Are your employees keeping loaded guns in their cars on company property? Under a new Florida law, you can’t ask. On July 1, the Preservation and Protection of the Right to Keep and Bear Arms in Motor Vehicles Act of 2008 went into effect. Under this law, an employer can no longer prohibit its employees from bringing loaded guns onto company property – so long as those guns remain locked in the employee’s vehicle.

Certain exceptions do apply – schools, prisons, nuclear power plants, Defense Department contractors, and business that maintain explosives – but unless your company falls into one of those categories, your employees (with valid concealed weapons permits) must now be permitted to keep firearms in their cars, and you cannot take disciplinary or retaliatory action against them for doing so.
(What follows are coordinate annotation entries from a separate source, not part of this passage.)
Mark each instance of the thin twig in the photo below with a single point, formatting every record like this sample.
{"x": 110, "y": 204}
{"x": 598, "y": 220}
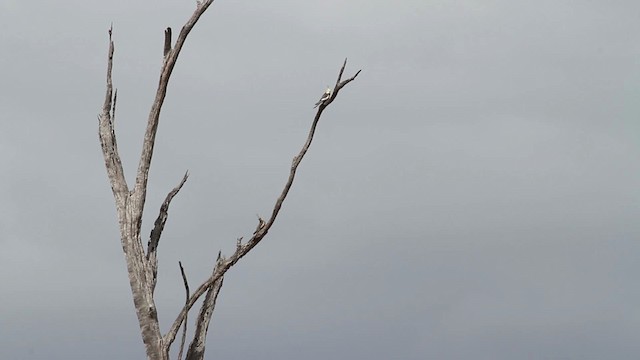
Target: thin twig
{"x": 184, "y": 329}
{"x": 156, "y": 232}
{"x": 225, "y": 264}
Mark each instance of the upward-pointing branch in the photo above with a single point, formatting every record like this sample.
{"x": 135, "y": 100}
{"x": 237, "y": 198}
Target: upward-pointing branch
{"x": 223, "y": 264}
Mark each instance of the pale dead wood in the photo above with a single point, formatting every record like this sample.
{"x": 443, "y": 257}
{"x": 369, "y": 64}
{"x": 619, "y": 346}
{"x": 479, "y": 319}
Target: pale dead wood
{"x": 156, "y": 232}
{"x": 184, "y": 328}
{"x": 225, "y": 264}
{"x": 142, "y": 270}
{"x": 143, "y": 267}
{"x": 197, "y": 346}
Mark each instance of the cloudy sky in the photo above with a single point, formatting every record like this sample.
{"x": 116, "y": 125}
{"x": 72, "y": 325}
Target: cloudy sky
{"x": 474, "y": 194}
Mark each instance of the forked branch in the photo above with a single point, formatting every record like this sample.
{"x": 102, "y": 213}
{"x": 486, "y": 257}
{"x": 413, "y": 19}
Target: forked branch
{"x": 223, "y": 264}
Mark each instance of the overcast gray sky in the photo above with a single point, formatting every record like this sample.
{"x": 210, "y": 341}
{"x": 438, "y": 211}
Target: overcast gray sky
{"x": 474, "y": 194}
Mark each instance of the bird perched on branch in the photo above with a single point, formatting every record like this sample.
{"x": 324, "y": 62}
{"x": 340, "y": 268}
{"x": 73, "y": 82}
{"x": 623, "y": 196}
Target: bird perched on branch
{"x": 326, "y": 96}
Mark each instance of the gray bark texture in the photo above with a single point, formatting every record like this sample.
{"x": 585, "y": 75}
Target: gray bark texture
{"x": 142, "y": 264}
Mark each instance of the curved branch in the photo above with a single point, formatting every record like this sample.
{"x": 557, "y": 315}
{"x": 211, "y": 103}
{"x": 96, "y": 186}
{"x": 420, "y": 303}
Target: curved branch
{"x": 224, "y": 264}
{"x": 171, "y": 56}
{"x": 107, "y": 133}
{"x": 184, "y": 329}
{"x": 156, "y": 232}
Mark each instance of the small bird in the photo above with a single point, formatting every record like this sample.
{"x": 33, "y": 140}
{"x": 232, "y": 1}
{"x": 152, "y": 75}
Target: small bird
{"x": 326, "y": 96}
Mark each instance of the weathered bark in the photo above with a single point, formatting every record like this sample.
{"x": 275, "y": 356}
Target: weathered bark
{"x": 142, "y": 266}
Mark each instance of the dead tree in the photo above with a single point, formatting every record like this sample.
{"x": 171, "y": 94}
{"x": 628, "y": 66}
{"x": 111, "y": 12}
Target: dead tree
{"x": 142, "y": 264}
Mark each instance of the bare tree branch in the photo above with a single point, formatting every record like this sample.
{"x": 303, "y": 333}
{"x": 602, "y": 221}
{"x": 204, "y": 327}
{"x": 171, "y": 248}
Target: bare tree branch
{"x": 107, "y": 133}
{"x": 142, "y": 176}
{"x": 184, "y": 329}
{"x": 197, "y": 346}
{"x": 156, "y": 232}
{"x": 242, "y": 249}
{"x": 142, "y": 270}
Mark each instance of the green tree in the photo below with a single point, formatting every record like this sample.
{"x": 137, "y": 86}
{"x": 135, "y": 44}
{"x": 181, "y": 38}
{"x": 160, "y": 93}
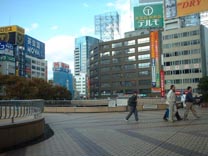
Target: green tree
{"x": 203, "y": 87}
{"x": 13, "y": 87}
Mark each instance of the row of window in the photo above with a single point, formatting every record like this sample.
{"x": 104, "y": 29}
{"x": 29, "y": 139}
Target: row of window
{"x": 185, "y": 71}
{"x": 38, "y": 63}
{"x": 128, "y": 43}
{"x": 38, "y": 68}
{"x": 127, "y": 51}
{"x": 181, "y": 81}
{"x": 128, "y": 66}
{"x": 126, "y": 59}
{"x": 126, "y": 83}
{"x": 184, "y": 62}
{"x": 126, "y": 76}
{"x": 180, "y": 35}
{"x": 178, "y": 44}
{"x": 180, "y": 53}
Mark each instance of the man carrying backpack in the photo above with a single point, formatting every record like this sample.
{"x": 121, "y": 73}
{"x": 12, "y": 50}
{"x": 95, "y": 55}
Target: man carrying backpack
{"x": 132, "y": 103}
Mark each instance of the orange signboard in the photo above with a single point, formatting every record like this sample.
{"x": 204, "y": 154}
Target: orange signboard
{"x": 186, "y": 7}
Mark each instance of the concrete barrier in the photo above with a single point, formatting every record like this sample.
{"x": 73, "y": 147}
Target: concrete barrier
{"x": 83, "y": 109}
{"x": 18, "y": 133}
{"x": 102, "y": 109}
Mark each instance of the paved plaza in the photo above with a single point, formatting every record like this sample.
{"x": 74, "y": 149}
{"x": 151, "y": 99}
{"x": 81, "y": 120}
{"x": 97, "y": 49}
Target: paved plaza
{"x": 108, "y": 134}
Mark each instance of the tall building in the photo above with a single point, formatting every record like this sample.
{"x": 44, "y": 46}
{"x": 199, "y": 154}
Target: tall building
{"x": 107, "y": 26}
{"x": 13, "y": 35}
{"x": 62, "y": 76}
{"x": 20, "y": 54}
{"x": 125, "y": 65}
{"x": 35, "y": 63}
{"x": 7, "y": 59}
{"x": 185, "y": 56}
{"x": 81, "y": 62}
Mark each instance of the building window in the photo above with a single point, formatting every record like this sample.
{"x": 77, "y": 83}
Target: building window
{"x": 128, "y": 43}
{"x": 143, "y": 40}
{"x": 144, "y": 48}
{"x": 130, "y": 51}
{"x": 130, "y": 66}
{"x": 105, "y": 62}
{"x": 144, "y": 73}
{"x": 116, "y": 53}
{"x": 116, "y": 45}
{"x": 105, "y": 54}
{"x": 131, "y": 58}
{"x": 144, "y": 65}
{"x": 144, "y": 57}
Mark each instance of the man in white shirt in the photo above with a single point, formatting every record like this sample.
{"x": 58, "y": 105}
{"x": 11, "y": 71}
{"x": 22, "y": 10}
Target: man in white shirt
{"x": 171, "y": 99}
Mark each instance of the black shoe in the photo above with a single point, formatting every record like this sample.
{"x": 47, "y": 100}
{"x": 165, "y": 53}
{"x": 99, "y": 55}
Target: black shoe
{"x": 179, "y": 119}
{"x": 165, "y": 119}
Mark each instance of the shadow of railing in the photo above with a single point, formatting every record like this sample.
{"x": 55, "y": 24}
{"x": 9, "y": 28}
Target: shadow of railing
{"x": 11, "y": 109}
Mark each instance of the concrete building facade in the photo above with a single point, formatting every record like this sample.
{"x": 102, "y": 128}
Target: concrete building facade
{"x": 121, "y": 66}
{"x": 184, "y": 52}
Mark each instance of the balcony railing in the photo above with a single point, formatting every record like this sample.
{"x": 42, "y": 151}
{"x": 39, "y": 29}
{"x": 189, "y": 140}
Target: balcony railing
{"x": 11, "y": 109}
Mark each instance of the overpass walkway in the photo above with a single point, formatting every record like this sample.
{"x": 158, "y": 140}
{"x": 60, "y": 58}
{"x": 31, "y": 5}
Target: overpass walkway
{"x": 108, "y": 134}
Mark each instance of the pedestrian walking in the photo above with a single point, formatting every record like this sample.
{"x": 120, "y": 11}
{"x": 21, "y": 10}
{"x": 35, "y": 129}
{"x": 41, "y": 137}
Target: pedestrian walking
{"x": 171, "y": 100}
{"x": 189, "y": 104}
{"x": 132, "y": 103}
{"x": 183, "y": 98}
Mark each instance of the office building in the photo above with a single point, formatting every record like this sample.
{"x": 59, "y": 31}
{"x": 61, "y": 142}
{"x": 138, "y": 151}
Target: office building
{"x": 81, "y": 62}
{"x": 122, "y": 66}
{"x": 21, "y": 54}
{"x": 62, "y": 76}
{"x": 185, "y": 56}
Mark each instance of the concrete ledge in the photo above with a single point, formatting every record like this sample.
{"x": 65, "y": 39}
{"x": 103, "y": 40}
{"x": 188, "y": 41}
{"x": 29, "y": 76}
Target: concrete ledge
{"x": 83, "y": 109}
{"x": 22, "y": 132}
{"x": 101, "y": 109}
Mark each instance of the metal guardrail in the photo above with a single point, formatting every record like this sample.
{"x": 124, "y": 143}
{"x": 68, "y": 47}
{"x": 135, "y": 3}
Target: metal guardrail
{"x": 10, "y": 109}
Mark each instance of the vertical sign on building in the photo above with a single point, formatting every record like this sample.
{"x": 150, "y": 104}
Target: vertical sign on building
{"x": 178, "y": 8}
{"x": 162, "y": 83}
{"x": 148, "y": 16}
{"x": 155, "y": 64}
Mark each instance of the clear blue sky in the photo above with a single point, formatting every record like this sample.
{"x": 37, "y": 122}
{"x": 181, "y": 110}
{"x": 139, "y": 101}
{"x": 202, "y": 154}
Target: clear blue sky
{"x": 57, "y": 23}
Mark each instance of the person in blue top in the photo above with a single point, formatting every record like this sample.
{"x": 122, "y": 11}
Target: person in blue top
{"x": 132, "y": 103}
{"x": 189, "y": 104}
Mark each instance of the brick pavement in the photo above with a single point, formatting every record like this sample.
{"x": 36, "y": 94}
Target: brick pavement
{"x": 107, "y": 134}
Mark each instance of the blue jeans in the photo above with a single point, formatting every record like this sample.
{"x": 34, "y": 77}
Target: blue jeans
{"x": 132, "y": 109}
{"x": 166, "y": 115}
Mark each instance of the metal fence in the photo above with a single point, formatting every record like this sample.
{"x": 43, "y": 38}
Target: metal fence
{"x": 10, "y": 109}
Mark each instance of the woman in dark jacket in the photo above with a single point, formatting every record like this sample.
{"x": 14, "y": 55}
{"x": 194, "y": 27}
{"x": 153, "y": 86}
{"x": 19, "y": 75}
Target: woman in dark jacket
{"x": 189, "y": 104}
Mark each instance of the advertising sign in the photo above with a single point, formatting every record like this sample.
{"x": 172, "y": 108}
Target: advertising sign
{"x": 13, "y": 38}
{"x": 178, "y": 8}
{"x": 60, "y": 66}
{"x": 7, "y": 58}
{"x": 148, "y": 16}
{"x": 155, "y": 64}
{"x": 34, "y": 47}
{"x": 6, "y": 48}
{"x": 28, "y": 67}
{"x": 162, "y": 83}
{"x": 12, "y": 28}
{"x": 12, "y": 34}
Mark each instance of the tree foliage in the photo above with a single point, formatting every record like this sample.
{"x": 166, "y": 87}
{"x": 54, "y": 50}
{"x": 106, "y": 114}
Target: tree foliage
{"x": 203, "y": 87}
{"x": 13, "y": 87}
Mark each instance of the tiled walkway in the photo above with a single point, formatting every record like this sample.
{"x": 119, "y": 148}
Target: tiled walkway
{"x": 108, "y": 134}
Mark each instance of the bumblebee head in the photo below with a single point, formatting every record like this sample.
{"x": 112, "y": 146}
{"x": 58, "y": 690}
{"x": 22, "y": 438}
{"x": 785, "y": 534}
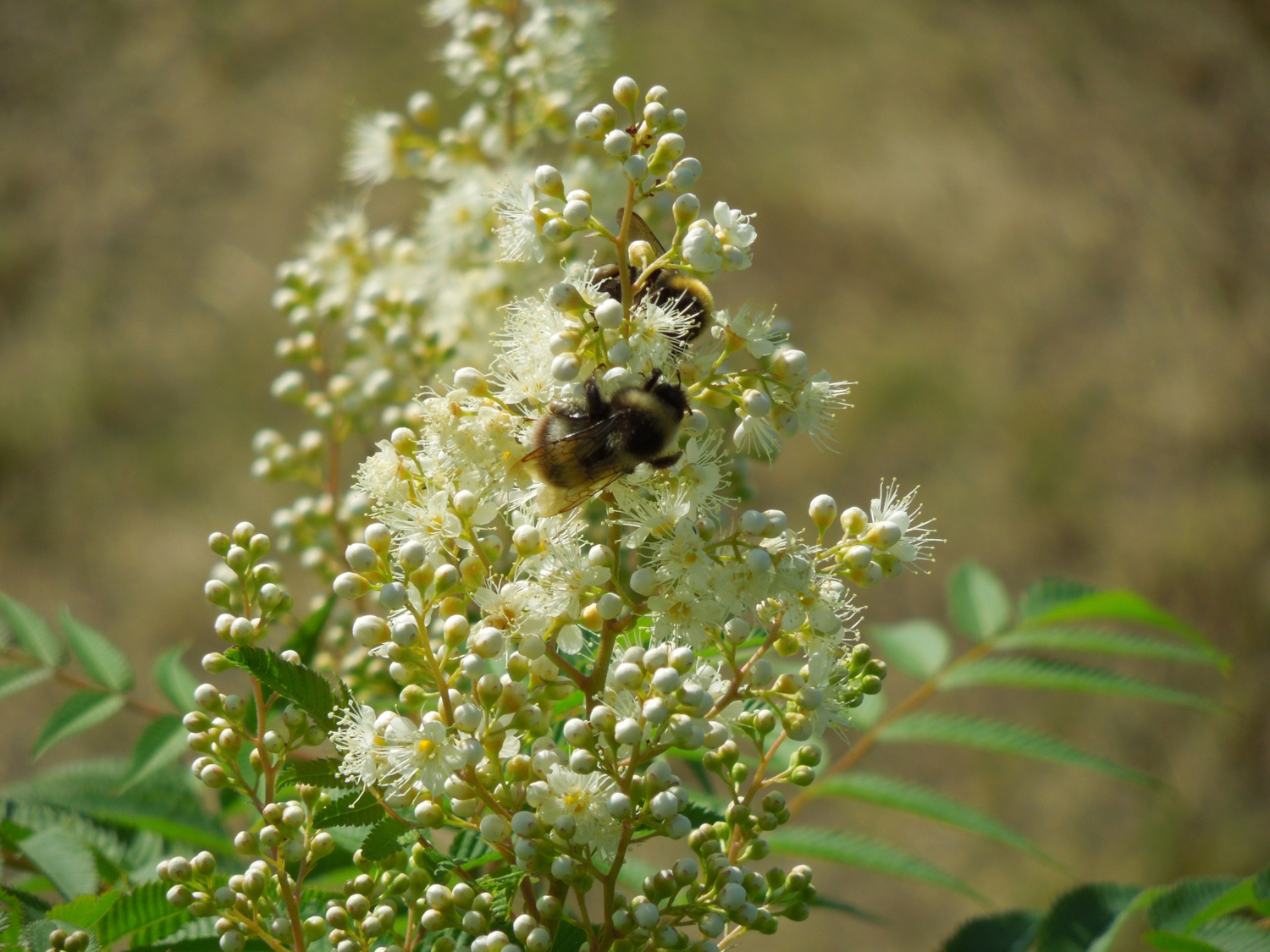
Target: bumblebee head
{"x": 670, "y": 393}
The Act also applies to “invitees” to your business premises, thereby including customers, volunteers, student interns, vendors or anyone else with a legitimate reason to park their vehicle in your parking lot.

But before you begin polling your employees to determine whether they are keeping guns in their vehicles, you should know that the new law also provides: “No public or private employer may violate the privacy rights of a customer, employee, or invitee by verbal or written inquiry regarding the presence of a firearm inside or locked to a private motor vehicle in a parking lot…”

Many employers and commentators have raised concerns about the possibility that this new law may lead to an increase in workplace violence, by making weapons more accessible to disgruntled and unstable employees or customers. Although the new law is reportedly facing several challenges in the courts, for now it is the law.

Any employee handbook that prohibits employees from bringing firearms onto company premises should be revised to make an exception for firearms that are lawfully stored in an employee’s locked vehicle.